There was a rubbish bin beside the path. She rifled through it, pushing aside empty crisp packets, the remains of sandwiches. Half a Galaxy bar.

“Um.” Aaron sounded mildly horrified. “When I said eat something, I didn't mean other people's refuse.”

“Heh,” Joan said absently. A Coke can. A crumpled Twiglets packet. No newspapers, no magazines. Damn.

“Is this a human thing?” Aaron said. “Caressing rubbish? I don't spend much time with humans.”

“I'm looking for—” Joan glared at him. “
No
, it's not a human thing. I'm looking for the date.”

Aaron's eyebrows lifted. “In the bin?”

“There might be a newspaper in there.” Joan was starting to feel defensive. “In the movies, people always find the date in the newspaper. It happens in
Doctor Who
all the time. They do it in
Back to the Future
.”

“What on earth is
Back to the Future
?”

Joan bit her lip, but the laugh spluttered out of her, half-hysterical. They'd traveled in time. Now she was here with this ridiculous posh boy who didn't even watch movies.

“I fail to see what's so amusing,” Aaron said.

“What in the name of Eton is
Back to the Future
?” Joan said. “What is it? What is it, old bean?”

“I don't— Well, that's childish. I don't sound like that.”

“You sound exactly like that.”

Aaron huffed. “Oh, take your hands out of the bin! We don't need a newspaper to determine the date.” He gave the picnickers and joggers a look of professional assessment—the kind of look that Ruth might give a lock she was about to pick. “It's 1993,” he said.

Joan opened her mouth at his audacity. “You can't know that just by looking.”
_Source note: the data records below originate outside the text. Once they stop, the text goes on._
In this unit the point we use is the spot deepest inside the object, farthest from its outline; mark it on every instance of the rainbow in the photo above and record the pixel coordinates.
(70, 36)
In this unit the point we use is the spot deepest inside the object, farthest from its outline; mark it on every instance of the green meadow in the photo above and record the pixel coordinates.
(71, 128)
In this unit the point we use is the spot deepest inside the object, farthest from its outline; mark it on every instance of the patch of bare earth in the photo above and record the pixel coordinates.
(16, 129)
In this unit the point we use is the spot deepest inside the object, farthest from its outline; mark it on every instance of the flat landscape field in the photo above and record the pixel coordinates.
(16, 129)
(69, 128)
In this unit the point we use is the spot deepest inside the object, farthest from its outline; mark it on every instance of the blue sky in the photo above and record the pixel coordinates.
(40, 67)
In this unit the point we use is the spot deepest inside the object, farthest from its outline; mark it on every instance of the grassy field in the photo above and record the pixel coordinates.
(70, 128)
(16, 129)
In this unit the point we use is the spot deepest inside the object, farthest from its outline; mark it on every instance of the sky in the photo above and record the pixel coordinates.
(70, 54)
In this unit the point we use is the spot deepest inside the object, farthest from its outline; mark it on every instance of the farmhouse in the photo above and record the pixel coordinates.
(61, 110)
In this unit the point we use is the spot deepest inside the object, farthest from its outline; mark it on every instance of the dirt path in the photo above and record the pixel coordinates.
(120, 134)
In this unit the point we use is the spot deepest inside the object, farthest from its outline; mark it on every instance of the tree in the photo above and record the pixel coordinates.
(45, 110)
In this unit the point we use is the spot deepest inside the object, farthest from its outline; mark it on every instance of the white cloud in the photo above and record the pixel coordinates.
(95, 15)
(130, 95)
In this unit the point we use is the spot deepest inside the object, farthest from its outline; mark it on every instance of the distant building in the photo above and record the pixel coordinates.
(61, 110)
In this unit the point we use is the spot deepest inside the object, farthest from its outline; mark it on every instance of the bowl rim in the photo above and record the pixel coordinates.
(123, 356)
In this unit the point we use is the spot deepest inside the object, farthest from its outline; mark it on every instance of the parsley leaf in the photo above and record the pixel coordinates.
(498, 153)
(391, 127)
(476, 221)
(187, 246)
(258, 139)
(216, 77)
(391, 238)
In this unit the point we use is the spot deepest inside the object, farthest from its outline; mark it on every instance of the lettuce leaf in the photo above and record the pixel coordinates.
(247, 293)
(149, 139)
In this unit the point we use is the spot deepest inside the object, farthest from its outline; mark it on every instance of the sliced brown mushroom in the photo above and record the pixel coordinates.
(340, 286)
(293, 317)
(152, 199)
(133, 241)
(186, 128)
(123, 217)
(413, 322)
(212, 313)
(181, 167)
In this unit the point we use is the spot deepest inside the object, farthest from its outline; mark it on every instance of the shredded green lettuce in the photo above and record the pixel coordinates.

“Big hair, but not giant hair,” Aaron said. “And no neon. So we're not in the eighties. No Rachel haircuts either, so this must
be pre-
Friends
. That's a window of 1990 to 1994. After that, it's easy enough to narrow it down. That man's phone.” Aaron pointed out the guy, still chatting on his phone. “BT Jade—it came out in 1993. So we could be in 1993 or 1994, but look at his watch. Look at his shoes. Brand-new. He likes new things. It's 1993.”